The following week saw the Tasman circus journey 600 miles westwards to Melbourne, to the faster Sandown Park circuit on February 25th and here the V6 Ferrari was able to match the Lotus 49 cars and Clark and Amon had a terrific battle throughout the 55 laps, finishing almost side-by-side, an official one-tenth of second apart. Graham Hill had a similar battle with Gardner, the Mildren Brabham having a new Alfa Romeo engine in it. Brabham had yet another Repco V8 engine in his Brabham, this time with new cylinder heads having the inlet ports in the vee of the unit and the exhaust port on the outside, with the pipes running down under the suspension. This unit got going well after a slow start and Brabham caught up with the leaders, but before half-distance it was in trouble again and he had to retire. Attwood managed to keep his V12 B.R.M. going to the finish, but behind the F.2 McLaren of Courage, and Rodriguez retired his V12 B.R.M. As in New Zealand the residents did not get much of a look in, if you class Gardner as a European driver.
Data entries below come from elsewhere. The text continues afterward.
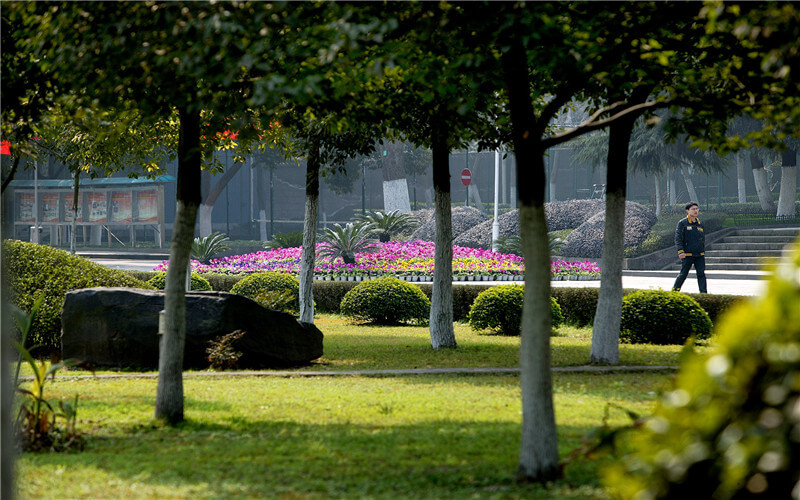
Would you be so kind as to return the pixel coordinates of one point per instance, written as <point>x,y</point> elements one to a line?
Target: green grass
<point>424,436</point>
<point>350,346</point>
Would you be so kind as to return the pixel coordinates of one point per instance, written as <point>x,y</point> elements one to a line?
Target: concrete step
<point>719,261</point>
<point>774,231</point>
<point>765,238</point>
<point>716,252</point>
<point>755,266</point>
<point>737,246</point>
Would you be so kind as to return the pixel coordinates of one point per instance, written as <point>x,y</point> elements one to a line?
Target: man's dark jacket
<point>690,238</point>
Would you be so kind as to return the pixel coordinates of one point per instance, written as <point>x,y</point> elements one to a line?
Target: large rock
<point>118,327</point>
<point>463,219</point>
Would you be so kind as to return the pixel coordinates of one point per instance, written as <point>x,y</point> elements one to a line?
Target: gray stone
<point>118,327</point>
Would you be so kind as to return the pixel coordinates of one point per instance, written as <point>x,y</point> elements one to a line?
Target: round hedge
<point>661,317</point>
<point>499,308</point>
<point>728,428</point>
<point>386,301</point>
<point>34,270</point>
<point>256,285</point>
<point>159,281</point>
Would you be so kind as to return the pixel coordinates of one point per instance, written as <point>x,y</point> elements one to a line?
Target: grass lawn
<point>443,436</point>
<point>418,436</point>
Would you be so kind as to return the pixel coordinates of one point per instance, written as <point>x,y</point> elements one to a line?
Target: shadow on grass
<point>262,459</point>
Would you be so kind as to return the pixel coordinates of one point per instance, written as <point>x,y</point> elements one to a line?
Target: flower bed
<point>411,260</point>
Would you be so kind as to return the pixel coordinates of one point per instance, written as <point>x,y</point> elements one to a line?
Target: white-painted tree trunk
<point>687,178</point>
<point>262,225</point>
<point>539,447</point>
<point>788,192</point>
<point>605,332</point>
<point>204,219</point>
<point>659,196</point>
<point>762,184</point>
<point>741,185</point>
<point>441,316</point>
<point>308,256</point>
<point>169,395</point>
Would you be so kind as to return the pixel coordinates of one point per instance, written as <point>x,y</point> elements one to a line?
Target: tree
<point>433,98</point>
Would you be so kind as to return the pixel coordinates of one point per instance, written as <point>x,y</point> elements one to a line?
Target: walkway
<point>719,281</point>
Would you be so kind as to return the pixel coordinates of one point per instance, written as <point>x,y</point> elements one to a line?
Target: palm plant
<point>387,223</point>
<point>205,248</point>
<point>346,241</point>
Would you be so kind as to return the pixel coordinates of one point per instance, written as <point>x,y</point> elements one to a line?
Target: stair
<point>747,249</point>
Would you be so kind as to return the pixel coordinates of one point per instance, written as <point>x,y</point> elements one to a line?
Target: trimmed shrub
<point>463,218</point>
<point>257,284</point>
<point>386,301</point>
<point>661,317</point>
<point>729,427</point>
<point>38,270</point>
<point>159,282</point>
<point>500,309</point>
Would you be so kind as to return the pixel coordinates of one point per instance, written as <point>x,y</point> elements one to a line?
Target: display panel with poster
<point>26,201</point>
<point>50,207</point>
<point>98,210</point>
<point>68,211</point>
<point>121,209</point>
<point>148,206</point>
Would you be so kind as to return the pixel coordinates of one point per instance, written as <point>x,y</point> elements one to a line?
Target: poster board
<point>50,207</point>
<point>26,201</point>
<point>98,208</point>
<point>148,206</point>
<point>121,206</point>
<point>68,211</point>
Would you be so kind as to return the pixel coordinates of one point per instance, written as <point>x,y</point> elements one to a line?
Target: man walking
<point>690,240</point>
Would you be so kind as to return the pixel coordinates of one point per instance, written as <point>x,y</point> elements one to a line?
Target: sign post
<point>466,179</point>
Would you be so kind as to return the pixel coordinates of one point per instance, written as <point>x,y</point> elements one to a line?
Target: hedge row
<point>577,304</point>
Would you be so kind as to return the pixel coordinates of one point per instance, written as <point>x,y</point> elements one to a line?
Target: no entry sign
<point>466,177</point>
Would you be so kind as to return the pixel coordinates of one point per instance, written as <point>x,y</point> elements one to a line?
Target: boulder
<point>587,240</point>
<point>118,327</point>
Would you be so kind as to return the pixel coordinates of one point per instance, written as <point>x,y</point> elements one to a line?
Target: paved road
<point>719,281</point>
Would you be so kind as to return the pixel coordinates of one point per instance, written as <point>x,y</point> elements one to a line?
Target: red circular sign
<point>466,177</point>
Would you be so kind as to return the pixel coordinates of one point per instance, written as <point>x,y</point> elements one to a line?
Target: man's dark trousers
<point>699,263</point>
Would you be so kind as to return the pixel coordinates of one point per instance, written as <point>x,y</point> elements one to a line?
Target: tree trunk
<point>11,173</point>
<point>605,332</point>
<point>8,452</point>
<point>207,207</point>
<point>762,185</point>
<point>261,192</point>
<point>741,186</point>
<point>659,196</point>
<point>169,395</point>
<point>554,175</point>
<point>441,318</point>
<point>75,197</point>
<point>538,459</point>
<point>687,178</point>
<point>309,236</point>
<point>788,193</point>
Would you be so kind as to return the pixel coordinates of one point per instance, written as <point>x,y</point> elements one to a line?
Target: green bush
<point>729,427</point>
<point>660,317</point>
<point>500,309</point>
<point>159,281</point>
<point>386,301</point>
<point>257,284</point>
<point>38,270</point>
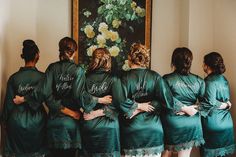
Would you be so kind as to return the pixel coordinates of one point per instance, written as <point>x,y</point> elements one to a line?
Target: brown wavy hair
<point>139,55</point>
<point>67,47</point>
<point>182,59</point>
<point>101,59</point>
<point>215,61</point>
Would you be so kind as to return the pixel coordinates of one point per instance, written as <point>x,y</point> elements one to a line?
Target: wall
<point>225,41</point>
<point>165,33</point>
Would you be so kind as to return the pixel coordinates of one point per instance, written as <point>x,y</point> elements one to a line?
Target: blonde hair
<point>101,58</point>
<point>139,55</point>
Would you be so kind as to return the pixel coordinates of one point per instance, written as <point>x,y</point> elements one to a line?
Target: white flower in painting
<point>140,11</point>
<point>114,51</point>
<point>126,66</point>
<point>116,23</point>
<point>91,49</point>
<point>133,4</point>
<point>87,13</point>
<point>103,27</point>
<point>88,30</point>
<point>109,6</point>
<point>113,35</point>
<point>101,40</point>
<point>106,34</point>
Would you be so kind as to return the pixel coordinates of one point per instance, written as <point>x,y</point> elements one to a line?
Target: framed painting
<point>113,24</point>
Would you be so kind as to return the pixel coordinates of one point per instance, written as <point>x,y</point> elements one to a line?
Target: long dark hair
<point>215,61</point>
<point>139,55</point>
<point>67,47</point>
<point>101,58</point>
<point>29,50</point>
<point>182,60</point>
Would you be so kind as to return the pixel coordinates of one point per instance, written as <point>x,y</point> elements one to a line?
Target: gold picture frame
<point>79,6</point>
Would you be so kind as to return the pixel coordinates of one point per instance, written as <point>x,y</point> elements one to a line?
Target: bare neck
<point>30,64</point>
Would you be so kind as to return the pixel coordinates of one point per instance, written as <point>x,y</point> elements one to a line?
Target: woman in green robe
<point>64,90</point>
<point>183,131</point>
<point>24,124</point>
<point>144,94</point>
<point>100,128</point>
<point>217,122</point>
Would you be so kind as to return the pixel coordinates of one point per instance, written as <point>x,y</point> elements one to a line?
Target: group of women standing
<point>133,113</point>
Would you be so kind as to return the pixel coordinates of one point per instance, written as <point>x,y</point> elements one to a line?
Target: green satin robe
<point>63,86</point>
<point>100,136</point>
<point>25,124</point>
<point>217,124</point>
<point>143,134</point>
<point>183,132</point>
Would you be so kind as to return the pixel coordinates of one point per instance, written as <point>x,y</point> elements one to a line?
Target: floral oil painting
<point>111,24</point>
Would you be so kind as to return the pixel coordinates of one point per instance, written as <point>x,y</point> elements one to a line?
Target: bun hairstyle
<point>215,61</point>
<point>67,47</point>
<point>29,50</point>
<point>139,55</point>
<point>182,60</point>
<point>101,59</point>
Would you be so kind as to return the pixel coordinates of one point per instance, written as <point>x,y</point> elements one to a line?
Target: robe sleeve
<point>126,105</point>
<point>81,96</point>
<point>209,101</point>
<point>111,111</point>
<point>8,105</point>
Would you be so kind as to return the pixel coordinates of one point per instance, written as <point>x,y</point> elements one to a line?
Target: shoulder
<point>197,77</point>
<point>52,65</point>
<point>167,76</point>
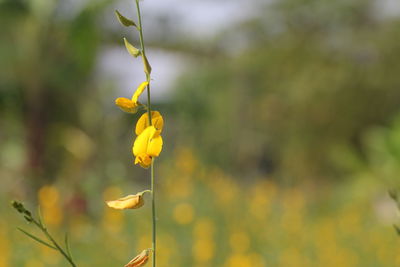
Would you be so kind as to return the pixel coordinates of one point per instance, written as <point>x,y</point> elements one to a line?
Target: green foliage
<point>294,96</point>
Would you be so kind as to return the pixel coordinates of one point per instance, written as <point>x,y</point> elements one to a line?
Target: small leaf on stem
<point>131,49</point>
<point>123,20</point>
<point>37,239</point>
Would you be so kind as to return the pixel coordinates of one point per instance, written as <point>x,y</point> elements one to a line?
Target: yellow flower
<point>128,202</point>
<point>131,105</point>
<point>156,120</point>
<point>140,259</point>
<point>146,146</point>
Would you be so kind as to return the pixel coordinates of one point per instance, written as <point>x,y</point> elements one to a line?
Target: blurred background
<point>282,131</point>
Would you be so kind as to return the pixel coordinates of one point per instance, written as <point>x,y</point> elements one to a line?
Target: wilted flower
<point>131,105</point>
<point>146,146</point>
<point>140,259</point>
<point>156,120</point>
<point>128,202</point>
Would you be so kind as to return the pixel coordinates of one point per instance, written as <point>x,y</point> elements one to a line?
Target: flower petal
<point>144,160</point>
<point>140,259</point>
<point>128,202</point>
<point>143,122</point>
<point>126,104</point>
<point>155,146</point>
<point>142,141</point>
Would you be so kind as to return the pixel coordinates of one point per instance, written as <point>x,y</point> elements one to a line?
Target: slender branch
<point>148,79</point>
<point>39,223</point>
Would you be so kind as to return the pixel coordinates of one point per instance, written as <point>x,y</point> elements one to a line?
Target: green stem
<point>148,79</point>
<point>44,230</point>
<point>153,208</point>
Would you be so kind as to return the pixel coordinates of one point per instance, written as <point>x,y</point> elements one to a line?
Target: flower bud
<point>140,259</point>
<point>128,202</point>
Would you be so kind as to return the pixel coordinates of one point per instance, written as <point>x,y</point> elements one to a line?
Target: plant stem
<point>153,203</point>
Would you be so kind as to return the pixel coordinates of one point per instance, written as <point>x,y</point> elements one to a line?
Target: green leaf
<point>36,238</point>
<point>131,49</point>
<point>147,67</point>
<point>123,20</point>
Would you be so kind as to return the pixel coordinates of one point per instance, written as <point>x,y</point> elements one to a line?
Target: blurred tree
<point>48,54</point>
<point>296,83</point>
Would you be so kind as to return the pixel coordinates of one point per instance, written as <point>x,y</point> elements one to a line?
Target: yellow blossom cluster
<point>147,146</point>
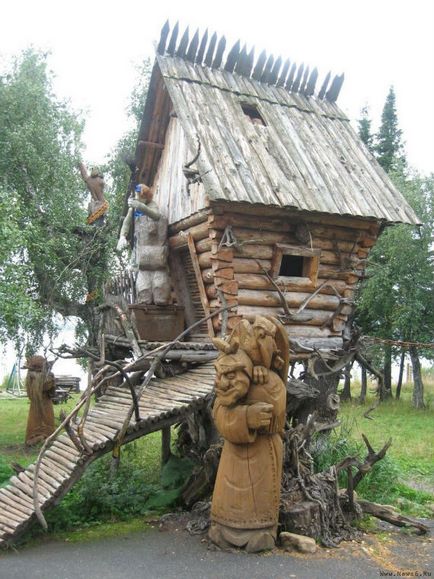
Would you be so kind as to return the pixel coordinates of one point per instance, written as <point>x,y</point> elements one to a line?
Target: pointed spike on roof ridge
<point>324,86</point>
<point>296,84</point>
<point>163,37</point>
<point>259,66</point>
<point>245,62</point>
<point>267,69</point>
<point>250,58</point>
<point>335,88</point>
<point>192,49</point>
<point>305,79</point>
<point>283,73</point>
<point>290,79</point>
<point>232,57</point>
<point>211,48</point>
<point>173,38</point>
<point>202,46</point>
<point>219,53</point>
<point>239,65</point>
<point>183,44</point>
<point>274,74</point>
<point>310,87</point>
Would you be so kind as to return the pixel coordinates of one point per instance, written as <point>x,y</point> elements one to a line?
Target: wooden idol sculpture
<point>150,252</point>
<point>40,386</point>
<point>249,413</point>
<point>98,204</point>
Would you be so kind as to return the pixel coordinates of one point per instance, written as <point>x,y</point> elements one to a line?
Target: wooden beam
<point>199,281</point>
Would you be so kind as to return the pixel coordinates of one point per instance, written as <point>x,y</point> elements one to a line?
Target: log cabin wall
<point>234,246</point>
<point>174,195</point>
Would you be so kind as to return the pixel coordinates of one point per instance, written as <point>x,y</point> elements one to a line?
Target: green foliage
<point>389,147</point>
<point>383,484</point>
<point>41,200</point>
<point>122,157</point>
<point>396,301</point>
<point>5,471</point>
<point>49,258</point>
<point>364,128</point>
<point>132,491</point>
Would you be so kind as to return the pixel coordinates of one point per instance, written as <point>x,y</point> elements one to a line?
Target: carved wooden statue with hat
<point>40,386</point>
<point>249,412</point>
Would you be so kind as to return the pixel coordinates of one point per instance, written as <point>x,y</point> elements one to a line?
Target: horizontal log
<point>262,212</point>
<point>249,221</point>
<point>293,299</point>
<point>332,343</point>
<point>200,231</point>
<point>261,236</point>
<point>204,245</point>
<point>255,251</point>
<point>191,221</point>
<point>261,282</point>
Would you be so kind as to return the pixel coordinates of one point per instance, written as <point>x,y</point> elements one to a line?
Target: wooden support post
<point>199,280</point>
<point>165,445</point>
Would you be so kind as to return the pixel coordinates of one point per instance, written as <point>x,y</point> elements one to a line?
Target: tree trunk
<point>364,387</point>
<point>401,374</point>
<point>418,401</point>
<point>386,391</point>
<point>326,403</point>
<point>346,392</point>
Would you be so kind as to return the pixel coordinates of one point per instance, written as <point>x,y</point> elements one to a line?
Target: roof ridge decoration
<point>265,69</point>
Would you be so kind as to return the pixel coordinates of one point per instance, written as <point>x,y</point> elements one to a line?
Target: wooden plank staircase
<point>162,403</point>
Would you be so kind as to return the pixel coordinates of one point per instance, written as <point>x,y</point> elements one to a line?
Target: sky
<point>96,47</point>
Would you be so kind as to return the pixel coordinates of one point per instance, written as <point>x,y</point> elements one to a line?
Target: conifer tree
<point>389,148</point>
<point>364,128</point>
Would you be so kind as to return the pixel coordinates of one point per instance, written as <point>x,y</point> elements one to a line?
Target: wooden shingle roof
<point>300,152</point>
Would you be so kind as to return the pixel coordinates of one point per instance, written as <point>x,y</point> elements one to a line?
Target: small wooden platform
<point>163,403</point>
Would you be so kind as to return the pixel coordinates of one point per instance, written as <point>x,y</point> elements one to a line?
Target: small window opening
<point>252,112</point>
<point>292,266</point>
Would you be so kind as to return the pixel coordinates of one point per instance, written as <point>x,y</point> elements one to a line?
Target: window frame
<point>310,265</point>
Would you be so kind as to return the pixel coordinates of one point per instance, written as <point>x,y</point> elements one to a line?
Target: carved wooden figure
<point>150,247</point>
<point>249,412</point>
<point>39,386</point>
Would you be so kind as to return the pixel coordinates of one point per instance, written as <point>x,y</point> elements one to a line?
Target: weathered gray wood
<point>210,52</point>
<point>201,52</point>
<point>216,63</point>
<point>183,44</point>
<point>232,57</point>
<point>192,49</point>
<point>163,38</point>
<point>172,43</point>
<point>259,67</point>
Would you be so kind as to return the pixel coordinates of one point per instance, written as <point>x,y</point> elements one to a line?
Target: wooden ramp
<point>163,403</point>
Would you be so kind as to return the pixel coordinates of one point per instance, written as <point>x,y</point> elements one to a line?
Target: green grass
<point>13,420</point>
<point>100,505</point>
<point>411,431</point>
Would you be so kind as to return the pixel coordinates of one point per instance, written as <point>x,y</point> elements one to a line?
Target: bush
<point>5,471</point>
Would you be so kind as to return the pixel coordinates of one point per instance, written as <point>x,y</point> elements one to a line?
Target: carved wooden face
<point>231,386</point>
<point>266,345</point>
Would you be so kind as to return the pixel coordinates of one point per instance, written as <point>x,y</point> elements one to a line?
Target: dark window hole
<point>291,266</point>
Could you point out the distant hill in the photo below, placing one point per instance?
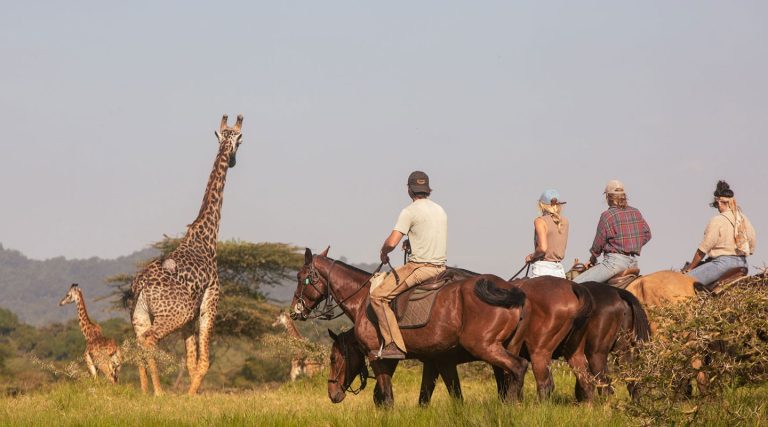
(32, 288)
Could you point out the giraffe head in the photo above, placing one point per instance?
(230, 138)
(73, 294)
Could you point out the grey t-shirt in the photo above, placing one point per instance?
(426, 224)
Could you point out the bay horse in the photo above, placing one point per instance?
(615, 311)
(480, 314)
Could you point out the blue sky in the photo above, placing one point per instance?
(108, 113)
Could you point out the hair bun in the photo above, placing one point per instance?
(723, 189)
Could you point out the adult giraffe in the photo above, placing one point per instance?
(171, 293)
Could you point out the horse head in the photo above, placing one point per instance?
(311, 289)
(347, 362)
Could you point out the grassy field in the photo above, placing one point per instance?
(88, 402)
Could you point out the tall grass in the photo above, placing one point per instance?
(305, 402)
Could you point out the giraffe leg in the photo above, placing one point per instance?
(141, 324)
(190, 343)
(207, 315)
(91, 365)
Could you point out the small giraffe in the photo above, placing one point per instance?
(300, 365)
(100, 351)
(171, 293)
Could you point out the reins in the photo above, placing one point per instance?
(326, 313)
(525, 267)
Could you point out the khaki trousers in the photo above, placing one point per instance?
(410, 275)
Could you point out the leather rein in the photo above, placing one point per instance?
(313, 278)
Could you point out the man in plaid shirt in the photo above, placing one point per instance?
(621, 234)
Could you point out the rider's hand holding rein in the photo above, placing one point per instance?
(389, 245)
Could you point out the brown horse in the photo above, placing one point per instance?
(615, 310)
(480, 314)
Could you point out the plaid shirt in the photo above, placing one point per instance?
(622, 231)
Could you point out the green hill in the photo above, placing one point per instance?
(32, 288)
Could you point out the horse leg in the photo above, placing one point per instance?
(540, 366)
(428, 379)
(598, 367)
(509, 388)
(383, 370)
(511, 366)
(584, 388)
(447, 369)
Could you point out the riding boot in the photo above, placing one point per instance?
(388, 350)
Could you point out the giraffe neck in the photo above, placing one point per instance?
(291, 327)
(90, 329)
(205, 229)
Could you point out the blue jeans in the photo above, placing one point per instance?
(611, 265)
(709, 272)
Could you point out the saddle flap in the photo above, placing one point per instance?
(727, 279)
(424, 294)
(624, 276)
(732, 274)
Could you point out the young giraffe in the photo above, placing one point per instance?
(100, 351)
(171, 294)
(299, 364)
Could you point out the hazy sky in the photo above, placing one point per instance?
(108, 111)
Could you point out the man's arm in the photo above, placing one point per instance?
(389, 245)
(601, 237)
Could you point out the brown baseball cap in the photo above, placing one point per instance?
(418, 182)
(614, 186)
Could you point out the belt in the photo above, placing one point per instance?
(427, 263)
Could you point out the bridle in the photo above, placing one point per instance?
(313, 278)
(362, 373)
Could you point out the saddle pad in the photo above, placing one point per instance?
(419, 308)
(414, 313)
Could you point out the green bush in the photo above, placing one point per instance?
(701, 349)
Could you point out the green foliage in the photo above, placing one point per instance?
(714, 343)
(305, 402)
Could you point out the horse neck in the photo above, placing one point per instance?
(345, 285)
(290, 327)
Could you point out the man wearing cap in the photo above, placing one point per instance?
(426, 225)
(621, 234)
(550, 237)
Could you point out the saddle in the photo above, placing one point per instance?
(414, 306)
(624, 278)
(725, 281)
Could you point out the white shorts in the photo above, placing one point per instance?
(547, 268)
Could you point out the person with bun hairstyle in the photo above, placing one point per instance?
(550, 237)
(728, 239)
(621, 234)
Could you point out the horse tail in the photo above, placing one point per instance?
(641, 326)
(587, 306)
(491, 294)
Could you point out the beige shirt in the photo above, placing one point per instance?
(719, 237)
(426, 224)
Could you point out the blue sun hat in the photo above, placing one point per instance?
(551, 197)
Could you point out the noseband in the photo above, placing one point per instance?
(312, 279)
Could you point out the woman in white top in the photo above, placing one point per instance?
(550, 237)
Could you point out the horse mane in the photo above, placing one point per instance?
(348, 266)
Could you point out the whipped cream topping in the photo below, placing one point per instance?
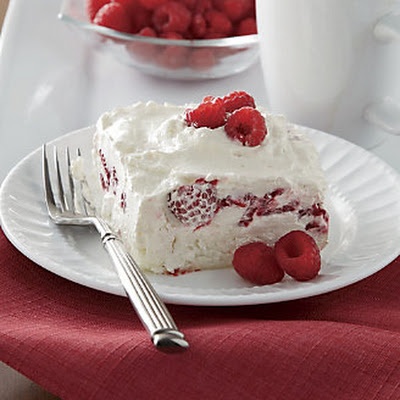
(145, 151)
(159, 148)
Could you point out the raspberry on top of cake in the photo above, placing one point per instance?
(186, 186)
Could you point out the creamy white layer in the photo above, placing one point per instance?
(145, 151)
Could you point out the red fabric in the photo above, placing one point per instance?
(79, 343)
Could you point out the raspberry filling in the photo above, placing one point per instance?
(109, 180)
(196, 205)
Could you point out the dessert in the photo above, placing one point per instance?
(185, 186)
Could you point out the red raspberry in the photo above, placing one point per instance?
(171, 17)
(246, 125)
(152, 4)
(298, 255)
(92, 6)
(238, 99)
(210, 113)
(198, 26)
(138, 15)
(147, 31)
(195, 205)
(256, 263)
(235, 10)
(114, 16)
(217, 24)
(202, 6)
(247, 27)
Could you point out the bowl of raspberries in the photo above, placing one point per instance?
(177, 39)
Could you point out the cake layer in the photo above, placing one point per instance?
(184, 198)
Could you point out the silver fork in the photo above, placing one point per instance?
(66, 206)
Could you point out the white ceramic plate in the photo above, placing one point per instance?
(363, 202)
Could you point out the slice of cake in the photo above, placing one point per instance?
(184, 187)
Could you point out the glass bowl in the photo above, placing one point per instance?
(168, 58)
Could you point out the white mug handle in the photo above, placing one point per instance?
(386, 113)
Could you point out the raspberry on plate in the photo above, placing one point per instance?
(238, 99)
(256, 263)
(114, 16)
(298, 255)
(235, 10)
(210, 113)
(152, 4)
(171, 17)
(247, 126)
(194, 205)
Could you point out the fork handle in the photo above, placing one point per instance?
(148, 305)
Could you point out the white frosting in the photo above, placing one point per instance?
(153, 152)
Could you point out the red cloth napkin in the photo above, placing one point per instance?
(79, 343)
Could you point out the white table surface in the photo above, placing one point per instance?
(52, 83)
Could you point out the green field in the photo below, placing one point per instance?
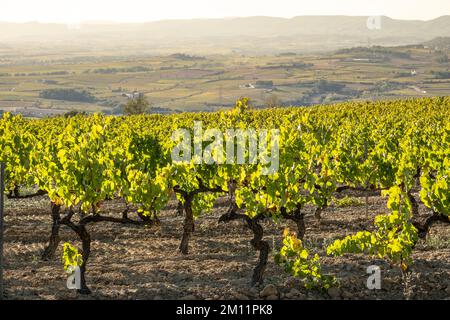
(207, 83)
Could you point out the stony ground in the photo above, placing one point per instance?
(133, 262)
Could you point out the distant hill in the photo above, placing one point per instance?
(440, 43)
(252, 34)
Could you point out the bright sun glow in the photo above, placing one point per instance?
(73, 11)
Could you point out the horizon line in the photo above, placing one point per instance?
(211, 18)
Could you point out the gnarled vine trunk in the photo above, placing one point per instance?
(49, 251)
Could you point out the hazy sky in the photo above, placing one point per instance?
(74, 11)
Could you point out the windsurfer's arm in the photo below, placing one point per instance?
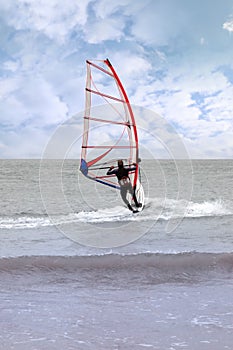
(111, 171)
(131, 167)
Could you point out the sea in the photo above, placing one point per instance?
(79, 271)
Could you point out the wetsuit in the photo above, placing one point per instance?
(122, 174)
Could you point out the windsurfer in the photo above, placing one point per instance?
(122, 174)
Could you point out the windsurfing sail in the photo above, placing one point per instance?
(110, 131)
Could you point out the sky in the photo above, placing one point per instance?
(174, 57)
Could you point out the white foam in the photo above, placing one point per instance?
(154, 209)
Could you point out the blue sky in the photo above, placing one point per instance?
(173, 56)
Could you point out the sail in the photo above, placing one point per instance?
(110, 131)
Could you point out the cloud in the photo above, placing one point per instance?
(173, 57)
(228, 26)
(51, 18)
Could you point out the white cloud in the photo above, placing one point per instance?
(53, 18)
(99, 31)
(228, 26)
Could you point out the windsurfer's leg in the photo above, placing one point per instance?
(123, 196)
(132, 192)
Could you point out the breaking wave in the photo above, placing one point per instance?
(155, 209)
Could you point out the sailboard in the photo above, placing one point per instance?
(109, 128)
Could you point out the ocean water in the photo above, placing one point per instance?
(79, 271)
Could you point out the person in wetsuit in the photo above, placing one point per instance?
(122, 174)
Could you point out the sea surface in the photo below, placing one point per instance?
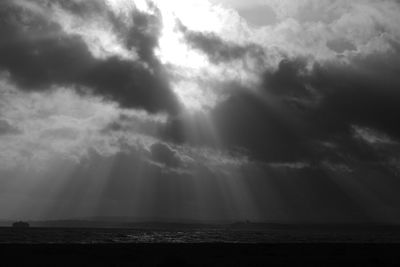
(201, 235)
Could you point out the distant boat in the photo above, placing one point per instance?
(20, 225)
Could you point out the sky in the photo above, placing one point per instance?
(220, 110)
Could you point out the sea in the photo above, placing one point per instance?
(37, 235)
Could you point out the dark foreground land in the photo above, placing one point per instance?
(166, 246)
(212, 254)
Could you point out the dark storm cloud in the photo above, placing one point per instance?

The final round of the Tasman series took place on the fast Longford Circuit on Monday March 4th, in Tasmania but the general form of the series was upset by the weather. Heavy rain caused the start to be held up for quite a time, and the race distance was cut from 28 laps to 15 laps. The 2½-litre Grand Prix-type cars could find little adhesion from their wide-tread tyres and Courage was able to out-drive Clark, Amon, Hill, Gardner, Rodriguez and Attwood, his little underpowered F.2 car proving very manageable in the wet conditions. Clark finished in fifth place and Amon in seventh place so the Scot was the overall winner of the Tasman championship, amassing 44 Points over the four races in New Zealand and the four in Australia, while Amon was runner-up with 36 points, followed by Courage with 34 points.
Although the series was contested by only a handful of top drivers, there being no Stewart, Gurney or Surtees, while Brabham and Hill did not compete in all the races and Hulme had a non-competitive car, the results show some interesting pointers such as the reliability of the Cosworth V8 engine, which augers well for Ford’s own Group six Prototype sports car, the all-round improvement of the Amon/Ferrari combination and that B.R.M. still have a lot of development work to do on their V12 engine. The Australian races gave Brabham and Repco a chance to try out some new engine ideas, but overall Clark and Lotus would seem to have gained the greatest benefit, the driver being able to keep on top racing form and the Lotus 49 T undergoing endurance testing, for one race, no matter how small, is better than any amount of testing on an empty track.